Minimap2 is a versatile sequence alignment program that aligns DNA or mRNA sequences against a large reference database. Typical use cases include: (1) mapping PacBio or Oxford Nanopore genomic reads to the human genome; (2) finding overlaps between long reads with error rate up to ~15%; (3) splice-aware alignment of PacBio Iso-Seq or Nanopore cDNA or Direct RNA reads against a reference genome; (4) aligning Illumina single- or paired-end reads; (5) assembly-to-assembly alignment; (6) full-genome alignment between two closely related species with divergence below ~15%.

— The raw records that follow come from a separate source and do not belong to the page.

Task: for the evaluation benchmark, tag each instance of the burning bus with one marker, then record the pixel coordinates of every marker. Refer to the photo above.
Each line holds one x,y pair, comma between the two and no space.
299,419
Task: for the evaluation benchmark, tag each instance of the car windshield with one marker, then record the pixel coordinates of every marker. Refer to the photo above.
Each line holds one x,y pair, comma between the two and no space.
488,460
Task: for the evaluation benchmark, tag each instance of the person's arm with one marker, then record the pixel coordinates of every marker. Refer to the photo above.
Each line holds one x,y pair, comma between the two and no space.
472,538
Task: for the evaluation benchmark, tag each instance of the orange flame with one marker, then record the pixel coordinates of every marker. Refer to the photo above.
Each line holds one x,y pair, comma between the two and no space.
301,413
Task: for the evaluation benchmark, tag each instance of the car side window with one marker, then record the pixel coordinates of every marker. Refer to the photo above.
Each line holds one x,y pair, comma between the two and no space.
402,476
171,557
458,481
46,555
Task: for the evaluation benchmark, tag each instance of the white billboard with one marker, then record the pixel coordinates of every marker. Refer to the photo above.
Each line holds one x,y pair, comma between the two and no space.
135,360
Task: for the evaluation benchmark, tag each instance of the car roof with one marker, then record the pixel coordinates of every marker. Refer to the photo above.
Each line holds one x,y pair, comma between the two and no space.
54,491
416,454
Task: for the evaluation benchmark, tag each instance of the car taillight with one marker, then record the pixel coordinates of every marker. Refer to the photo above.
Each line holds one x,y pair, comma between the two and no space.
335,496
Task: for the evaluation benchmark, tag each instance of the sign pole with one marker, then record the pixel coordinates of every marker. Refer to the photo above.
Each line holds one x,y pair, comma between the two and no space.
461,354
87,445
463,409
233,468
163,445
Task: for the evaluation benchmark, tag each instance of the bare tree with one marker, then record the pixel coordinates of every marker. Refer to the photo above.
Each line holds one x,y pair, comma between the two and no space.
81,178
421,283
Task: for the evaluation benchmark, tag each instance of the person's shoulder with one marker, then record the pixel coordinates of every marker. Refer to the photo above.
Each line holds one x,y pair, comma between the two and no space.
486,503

For ~10kb noisy reads sequences, minimap2 is tens of times faster than mainstream long-read mappers such as BLASR, BWA-MEM, NGMLR and GMAP. It is more accurate on simulated long reads and produces biologically meaningful alignment ready for downstream analyses. For >100bp Illumina short reads, minimap2 is three times as fast as BWA-MEM and Bowtie2, and as accurate on simulated data. Detailed evaluations are available from the minimap2 paper or the preprint.

Installation

Minimap2 is optimized for x86-64 CPUs. You can acquire precompiled binaries from the release page with:

curl -L https://github.com/lh3/minimap2/releases/download/v2.24/minimap2-2.24_x64-linux.tar.bz2 | tar -jxvf -
./minimap2-2.24_x64-linux/minimap2

If you want to compile from the source, you need to have a C compiler, GNU make and zlib development files installed. Then type make in the source code directory to compile. If you see compilation errors, try make sse2only=1 to disable SSE4 code, which will make minimap2 slightly slower.

Minimap2 also works with ARM CPUs supporting the NEON instruction sets. To compile for 32 bit ARM architectures (such as ARMv7), use make arm_neon=1. To compile for for 64 bit ARM architectures (such as ARMv8), use make arm_neon=1 aarch64=1.

Minimap2 can use SIMD Everywhere (SIMDe) library for porting implementation to the different SIMD instruction sets. To compile using SIMDe, use make -f Makefile.simde. To compile for ARM CPUs, use Makefile.simde with the ARM related command lines given above.

General usage

Without any options, minimap2 takes a reference database and a query sequence file as input and produce approximate mapping, without base-level alignment (i.e. coordinates are only approximate and no CIGAR in output), in the PAF format:

minimap2 ref.fa query.fq > approx-mapping.paf

You can ask minimap2 to generate CIGAR at the cg tag of PAF with:

minimap2 -c ref.fa query.fq > alignment.paf

or to output alignments in the SAM format:

minimap2 -a ref.fa query.fq > alignment.sam

Minimap2 seamlessly works with gzip'd FASTA and FASTQ formats as input. You don't need to convert between FASTA and FASTQ or decompress gzip'd files first.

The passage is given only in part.